PROLOG
Surprise: Jena/SPARQL outperformed Prolog for spectrum similarity search
I was a bit worried over the performance of the RDF facilities in Bioclipse, as a SPARQL query for doing NMR Spectrum similarity search, including a numerical comparison (against datasets which are attached) were quite unsatisfactory, being some 2 orders of magnitude worse than some Prolog code I wrote for doing the same task (But of course, this might not be the way Pellet is optimized to work).

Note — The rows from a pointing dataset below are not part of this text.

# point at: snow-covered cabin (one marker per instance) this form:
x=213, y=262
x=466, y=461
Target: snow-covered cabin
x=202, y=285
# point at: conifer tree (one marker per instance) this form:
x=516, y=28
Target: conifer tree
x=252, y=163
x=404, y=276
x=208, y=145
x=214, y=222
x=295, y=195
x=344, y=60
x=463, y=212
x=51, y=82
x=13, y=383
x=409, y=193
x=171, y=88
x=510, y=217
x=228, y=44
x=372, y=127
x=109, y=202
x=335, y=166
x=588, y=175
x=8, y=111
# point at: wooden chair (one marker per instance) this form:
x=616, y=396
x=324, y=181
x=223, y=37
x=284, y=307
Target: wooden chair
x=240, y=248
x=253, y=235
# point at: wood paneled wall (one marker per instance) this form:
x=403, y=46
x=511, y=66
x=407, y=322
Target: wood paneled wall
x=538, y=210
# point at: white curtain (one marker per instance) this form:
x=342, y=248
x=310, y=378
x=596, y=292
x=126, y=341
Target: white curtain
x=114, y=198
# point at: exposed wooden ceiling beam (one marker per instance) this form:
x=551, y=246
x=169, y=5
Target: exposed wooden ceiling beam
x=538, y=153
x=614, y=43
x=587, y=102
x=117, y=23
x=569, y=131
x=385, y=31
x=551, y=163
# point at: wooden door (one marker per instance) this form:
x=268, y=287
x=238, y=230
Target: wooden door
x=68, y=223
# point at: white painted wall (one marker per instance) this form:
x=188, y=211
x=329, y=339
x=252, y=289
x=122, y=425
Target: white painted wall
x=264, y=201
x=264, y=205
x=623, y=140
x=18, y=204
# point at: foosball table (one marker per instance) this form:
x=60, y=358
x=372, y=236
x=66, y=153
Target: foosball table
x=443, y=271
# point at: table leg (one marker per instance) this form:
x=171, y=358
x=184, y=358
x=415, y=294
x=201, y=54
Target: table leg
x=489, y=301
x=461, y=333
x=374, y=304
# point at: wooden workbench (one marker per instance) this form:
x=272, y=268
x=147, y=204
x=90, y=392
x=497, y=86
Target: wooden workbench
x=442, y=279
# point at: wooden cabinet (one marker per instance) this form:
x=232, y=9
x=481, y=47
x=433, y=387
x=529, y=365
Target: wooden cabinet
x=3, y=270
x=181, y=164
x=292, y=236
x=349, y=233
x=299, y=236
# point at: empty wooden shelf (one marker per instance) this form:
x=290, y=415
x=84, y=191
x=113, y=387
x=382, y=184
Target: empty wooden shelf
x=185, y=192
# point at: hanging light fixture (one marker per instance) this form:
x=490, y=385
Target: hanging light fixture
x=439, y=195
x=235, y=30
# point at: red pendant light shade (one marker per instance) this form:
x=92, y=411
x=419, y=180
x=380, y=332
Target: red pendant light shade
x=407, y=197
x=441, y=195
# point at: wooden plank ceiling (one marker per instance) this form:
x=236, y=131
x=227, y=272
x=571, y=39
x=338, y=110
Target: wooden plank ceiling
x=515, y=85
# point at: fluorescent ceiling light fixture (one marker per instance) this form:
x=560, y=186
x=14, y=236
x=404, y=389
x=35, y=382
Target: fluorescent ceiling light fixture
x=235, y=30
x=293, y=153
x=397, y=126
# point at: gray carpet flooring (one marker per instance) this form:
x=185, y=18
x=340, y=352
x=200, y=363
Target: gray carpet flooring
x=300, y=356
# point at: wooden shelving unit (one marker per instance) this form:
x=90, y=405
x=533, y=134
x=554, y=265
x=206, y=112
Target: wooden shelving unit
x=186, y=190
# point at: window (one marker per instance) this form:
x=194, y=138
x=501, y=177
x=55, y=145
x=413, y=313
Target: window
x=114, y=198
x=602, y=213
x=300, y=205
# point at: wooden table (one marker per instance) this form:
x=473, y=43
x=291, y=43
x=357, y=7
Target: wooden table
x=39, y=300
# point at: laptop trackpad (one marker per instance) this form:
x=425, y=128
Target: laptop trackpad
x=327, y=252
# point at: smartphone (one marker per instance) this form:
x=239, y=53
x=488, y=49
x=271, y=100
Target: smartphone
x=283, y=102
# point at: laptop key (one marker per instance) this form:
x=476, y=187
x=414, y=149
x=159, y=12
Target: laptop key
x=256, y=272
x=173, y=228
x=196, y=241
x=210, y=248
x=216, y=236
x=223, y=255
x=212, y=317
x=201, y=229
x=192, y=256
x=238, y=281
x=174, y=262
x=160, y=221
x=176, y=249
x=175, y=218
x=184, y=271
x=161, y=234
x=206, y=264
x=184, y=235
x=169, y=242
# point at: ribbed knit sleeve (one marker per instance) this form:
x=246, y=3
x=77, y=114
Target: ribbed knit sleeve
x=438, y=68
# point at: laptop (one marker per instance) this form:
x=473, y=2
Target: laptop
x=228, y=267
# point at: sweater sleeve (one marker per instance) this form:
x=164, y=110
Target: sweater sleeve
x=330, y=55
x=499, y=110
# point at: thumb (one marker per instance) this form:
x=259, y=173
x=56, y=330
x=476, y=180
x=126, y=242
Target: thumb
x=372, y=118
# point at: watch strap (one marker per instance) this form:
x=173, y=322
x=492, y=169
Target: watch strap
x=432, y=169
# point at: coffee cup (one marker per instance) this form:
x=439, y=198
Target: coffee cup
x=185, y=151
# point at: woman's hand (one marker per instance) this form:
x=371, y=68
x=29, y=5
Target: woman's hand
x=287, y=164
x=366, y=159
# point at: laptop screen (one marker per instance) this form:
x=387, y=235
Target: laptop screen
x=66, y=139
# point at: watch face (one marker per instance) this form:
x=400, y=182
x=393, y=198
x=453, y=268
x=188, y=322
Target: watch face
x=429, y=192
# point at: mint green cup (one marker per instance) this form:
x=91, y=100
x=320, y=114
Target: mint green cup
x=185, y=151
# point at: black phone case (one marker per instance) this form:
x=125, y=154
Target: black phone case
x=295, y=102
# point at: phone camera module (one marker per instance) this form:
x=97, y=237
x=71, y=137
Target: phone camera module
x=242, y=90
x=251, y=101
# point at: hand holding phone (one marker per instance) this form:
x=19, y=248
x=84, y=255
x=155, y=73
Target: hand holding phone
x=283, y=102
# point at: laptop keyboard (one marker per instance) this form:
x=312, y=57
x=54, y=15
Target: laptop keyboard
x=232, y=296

Anyway, when testing the same SPARQL query with Jena, I got some quite different results, as seen in the graph to the right; Jena in fact outperformed the prolog code! Interesting..
Test results
Pellet/SPARQL vs SWI-Prolog
So, while Prolog far outperformed Pellet for the task (at least when Pellet was to do it using SPARQL) ...
Jena/SPARQL vs SWI-Prolog
... at the same time Jena outperforms Prolog, running the same SPARQL query above. Interesting!

In Tabular form
| No of spectra | SWI-Prolog | Jena/SPARQL | Pellet/SPARQL |
| 10 | 0.06 | 0.01 | 9.50 |
| 20 | 0.10 | 0.02 | 14.22 |
| 30 | 0.14 | 0.02 | 15.39 |
| 40 | 0.17 | 0.02 | 31.52 |
| 50 | 0.18 | 0.03 | 32.56 |
| 60 | 0.23 | 0.02 | 43.93 |
| 70 | 0.26 | 0.02 | 51.05 |
| 80 | 0.30 | 0.02 | 55.60 |
| 90 | 0.36 | 0.02 | 57.96 |
| 100 | 0.42 | 0.08 | 66.49 |
Code
SPARQL Query
PREFIX owl: <http://www.w3.org/2002/07/owl#>
PREFIX afn: <http://jena.hpl.hp.com/ARQ/function#>
PREFIX fn: <http://www.w3.org/2005/xpath-functions#>
PREFIX nmr: <http://www.nmrshiftdb.org/onto#>
PREFIX xsd: <http://www.w3.org/2001/XMLSchema#>
PREFIX rdfs: <http://www.w3.org/2000/01/rdf-schema#>
SELECT ?s ?s1 ?s2 ?s3
WHERE {
?s nmr:hasPeak [ nmr:hasShift ?s1 ] ,
[ nmr:hasShift ?s2 ] ,
[ nmr:hasShift ?s3 ] .
FILTER ( fn:abs(?s1 - 17.6) < 0.3 &&
fn:abs(?s2 - 18.3) < 0.3 &&
fn:abs(?s3 - 22.6) < 0.3 )
} LIMIT 1"
Prolog code
findMolWithPeakValsNear( SearchShiftVals, Mols ) :-
% Pick the Mols in 'Mol', that match the pattern:
% listPeakShiftsOfMol( Mol, MolShiftVals ),
% containsListElemsNear( SearchShiftVals, MolShiftVals )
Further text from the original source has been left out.